Uh oh. A population trained to solve problems with weapons is being plied with drugs that have been linked to violent psychotic breaks. For related reading, see this list of school shooters and the selective serotonin reuptake inhibitors they were on or withdrawing from at the time they committed their acts of mayhem. And bear in mind that many combat veterans go into domestic law enforcement upon their return home.
Use of psychiatric medications among people ages 18 to 34 — mostly active-duty troops and their spouses — is rising at a significantly higher rate than other age groups in the military health care system, according to data newly released to Military Times.
Overall, the number of prescriptions filled for psychiatric medications rose 42 percent from 2005 to 2009 among Tricare beneficiaries in that age group, according to data provided by Tricare Management Activity in response to a Freedom of Information Act request.
That compares to an increase of 24 percent among Tricare beneficiaries ages 45 to 64, mostly retirees. For children 17 and younger, the increase was 18 percent.
All the increases outpace overall growth in the Tricare population over the same period.
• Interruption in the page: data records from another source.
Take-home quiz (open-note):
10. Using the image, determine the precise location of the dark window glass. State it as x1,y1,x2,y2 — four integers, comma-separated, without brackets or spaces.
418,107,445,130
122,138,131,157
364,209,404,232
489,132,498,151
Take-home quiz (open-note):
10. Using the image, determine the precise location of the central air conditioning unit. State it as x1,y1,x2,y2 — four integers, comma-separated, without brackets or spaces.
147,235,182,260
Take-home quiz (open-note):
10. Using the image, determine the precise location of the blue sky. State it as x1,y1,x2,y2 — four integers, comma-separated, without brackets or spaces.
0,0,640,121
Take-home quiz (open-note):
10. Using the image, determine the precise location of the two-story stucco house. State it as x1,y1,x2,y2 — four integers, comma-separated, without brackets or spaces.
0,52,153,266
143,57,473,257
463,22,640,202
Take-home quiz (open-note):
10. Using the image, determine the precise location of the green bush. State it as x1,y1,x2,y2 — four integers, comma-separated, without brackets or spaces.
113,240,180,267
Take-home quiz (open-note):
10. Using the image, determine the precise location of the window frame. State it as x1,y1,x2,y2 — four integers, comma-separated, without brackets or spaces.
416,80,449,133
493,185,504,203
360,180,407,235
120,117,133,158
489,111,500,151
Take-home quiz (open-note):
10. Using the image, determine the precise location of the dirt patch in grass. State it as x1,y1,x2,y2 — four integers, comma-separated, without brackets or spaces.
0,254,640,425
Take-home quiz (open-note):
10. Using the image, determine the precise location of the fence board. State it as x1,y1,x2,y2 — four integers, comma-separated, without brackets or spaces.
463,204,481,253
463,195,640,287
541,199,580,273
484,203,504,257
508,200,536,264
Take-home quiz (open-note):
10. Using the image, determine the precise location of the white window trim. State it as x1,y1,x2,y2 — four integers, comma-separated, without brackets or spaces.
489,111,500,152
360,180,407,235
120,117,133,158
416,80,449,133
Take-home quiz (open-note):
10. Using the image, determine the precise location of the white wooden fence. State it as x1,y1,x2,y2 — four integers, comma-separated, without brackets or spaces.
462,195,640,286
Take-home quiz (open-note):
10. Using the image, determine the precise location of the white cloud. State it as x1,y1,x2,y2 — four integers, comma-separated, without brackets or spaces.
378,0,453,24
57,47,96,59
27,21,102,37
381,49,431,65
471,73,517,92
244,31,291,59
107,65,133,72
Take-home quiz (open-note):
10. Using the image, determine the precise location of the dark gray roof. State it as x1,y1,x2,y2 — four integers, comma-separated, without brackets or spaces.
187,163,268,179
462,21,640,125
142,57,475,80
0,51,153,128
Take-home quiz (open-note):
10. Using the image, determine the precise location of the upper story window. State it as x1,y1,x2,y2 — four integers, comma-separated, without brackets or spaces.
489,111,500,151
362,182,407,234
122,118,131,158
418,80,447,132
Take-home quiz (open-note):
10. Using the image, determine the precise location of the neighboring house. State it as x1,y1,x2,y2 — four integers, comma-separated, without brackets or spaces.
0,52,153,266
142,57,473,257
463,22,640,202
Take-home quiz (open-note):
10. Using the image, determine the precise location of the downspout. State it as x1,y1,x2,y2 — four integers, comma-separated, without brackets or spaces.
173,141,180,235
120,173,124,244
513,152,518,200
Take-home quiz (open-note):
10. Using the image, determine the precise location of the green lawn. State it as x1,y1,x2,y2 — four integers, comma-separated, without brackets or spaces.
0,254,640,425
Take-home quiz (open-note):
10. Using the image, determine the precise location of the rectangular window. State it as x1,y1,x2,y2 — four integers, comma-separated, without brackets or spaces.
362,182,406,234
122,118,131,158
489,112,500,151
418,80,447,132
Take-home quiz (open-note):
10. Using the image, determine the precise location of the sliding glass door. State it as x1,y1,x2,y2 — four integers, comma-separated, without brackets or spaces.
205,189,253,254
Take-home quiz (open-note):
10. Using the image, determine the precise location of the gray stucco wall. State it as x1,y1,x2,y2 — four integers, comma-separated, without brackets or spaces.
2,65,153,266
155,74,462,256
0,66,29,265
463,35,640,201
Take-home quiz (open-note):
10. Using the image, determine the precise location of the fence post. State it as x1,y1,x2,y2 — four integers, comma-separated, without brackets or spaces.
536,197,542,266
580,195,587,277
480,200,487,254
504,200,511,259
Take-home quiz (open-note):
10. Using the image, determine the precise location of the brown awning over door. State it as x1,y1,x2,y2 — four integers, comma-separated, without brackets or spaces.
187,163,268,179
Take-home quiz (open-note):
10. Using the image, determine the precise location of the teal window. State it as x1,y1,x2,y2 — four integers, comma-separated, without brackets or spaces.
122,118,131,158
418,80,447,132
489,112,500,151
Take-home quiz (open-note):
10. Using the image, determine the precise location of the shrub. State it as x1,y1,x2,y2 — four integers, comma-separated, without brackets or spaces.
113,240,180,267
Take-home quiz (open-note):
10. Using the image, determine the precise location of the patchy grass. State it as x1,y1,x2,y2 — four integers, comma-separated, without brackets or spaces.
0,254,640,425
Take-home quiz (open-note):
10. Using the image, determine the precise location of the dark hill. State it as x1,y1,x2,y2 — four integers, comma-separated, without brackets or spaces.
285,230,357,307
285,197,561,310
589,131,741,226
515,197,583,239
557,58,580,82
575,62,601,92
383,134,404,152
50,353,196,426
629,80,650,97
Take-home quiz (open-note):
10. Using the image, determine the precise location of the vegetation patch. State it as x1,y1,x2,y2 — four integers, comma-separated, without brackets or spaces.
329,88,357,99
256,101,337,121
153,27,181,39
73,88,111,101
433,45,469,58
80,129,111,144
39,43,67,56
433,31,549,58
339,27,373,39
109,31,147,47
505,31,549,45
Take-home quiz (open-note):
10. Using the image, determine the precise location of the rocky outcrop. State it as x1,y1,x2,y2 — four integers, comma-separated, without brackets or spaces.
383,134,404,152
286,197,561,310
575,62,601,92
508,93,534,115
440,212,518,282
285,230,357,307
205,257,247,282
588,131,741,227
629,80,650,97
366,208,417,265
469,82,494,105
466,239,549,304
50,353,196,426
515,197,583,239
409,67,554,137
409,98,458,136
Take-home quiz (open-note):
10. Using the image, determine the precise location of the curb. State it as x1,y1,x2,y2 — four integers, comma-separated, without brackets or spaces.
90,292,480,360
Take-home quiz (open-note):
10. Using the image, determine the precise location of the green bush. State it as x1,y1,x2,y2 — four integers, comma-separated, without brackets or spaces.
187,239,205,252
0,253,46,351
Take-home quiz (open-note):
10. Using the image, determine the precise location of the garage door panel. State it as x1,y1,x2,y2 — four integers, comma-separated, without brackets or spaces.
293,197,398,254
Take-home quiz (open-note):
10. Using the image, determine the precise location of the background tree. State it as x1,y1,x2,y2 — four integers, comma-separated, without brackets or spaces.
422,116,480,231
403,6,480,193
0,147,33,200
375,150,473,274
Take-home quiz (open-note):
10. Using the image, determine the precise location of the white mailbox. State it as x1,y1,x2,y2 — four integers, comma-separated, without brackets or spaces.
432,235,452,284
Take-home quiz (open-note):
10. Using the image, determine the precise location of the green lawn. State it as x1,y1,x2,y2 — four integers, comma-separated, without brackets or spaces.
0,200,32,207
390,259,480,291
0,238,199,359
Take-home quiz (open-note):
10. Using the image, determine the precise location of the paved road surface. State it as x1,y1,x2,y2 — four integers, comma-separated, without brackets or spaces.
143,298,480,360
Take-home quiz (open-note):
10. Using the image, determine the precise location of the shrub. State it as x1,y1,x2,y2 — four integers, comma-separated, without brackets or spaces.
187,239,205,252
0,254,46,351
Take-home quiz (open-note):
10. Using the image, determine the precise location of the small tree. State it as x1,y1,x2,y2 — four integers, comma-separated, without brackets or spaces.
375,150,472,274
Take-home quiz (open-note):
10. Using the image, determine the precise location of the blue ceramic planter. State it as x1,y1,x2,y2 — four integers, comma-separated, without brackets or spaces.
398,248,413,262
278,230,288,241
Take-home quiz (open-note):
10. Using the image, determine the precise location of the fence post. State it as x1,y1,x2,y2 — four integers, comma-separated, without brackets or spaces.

Anti-depressants like Zoloft, Wellbutrin and Celexa account for slightly more than half of the prescriptions in this age group. But increasingly, young adults in the military and their spouses are turning to other types of psych meds to treat their mental health problems.
Prescriptions for stimulants, including amphetamines and drugs to treat attention-deficit disorders, more than doubled. And claims for anti-psychotics like Seroquel and Abilify nearly doubled from 2005 to 2009 among beneficiaries ages 18 to 34, the Tricare data show. Seroquel is often used to treat nightmares and sleeping problems related to post-traumatic stress disorder.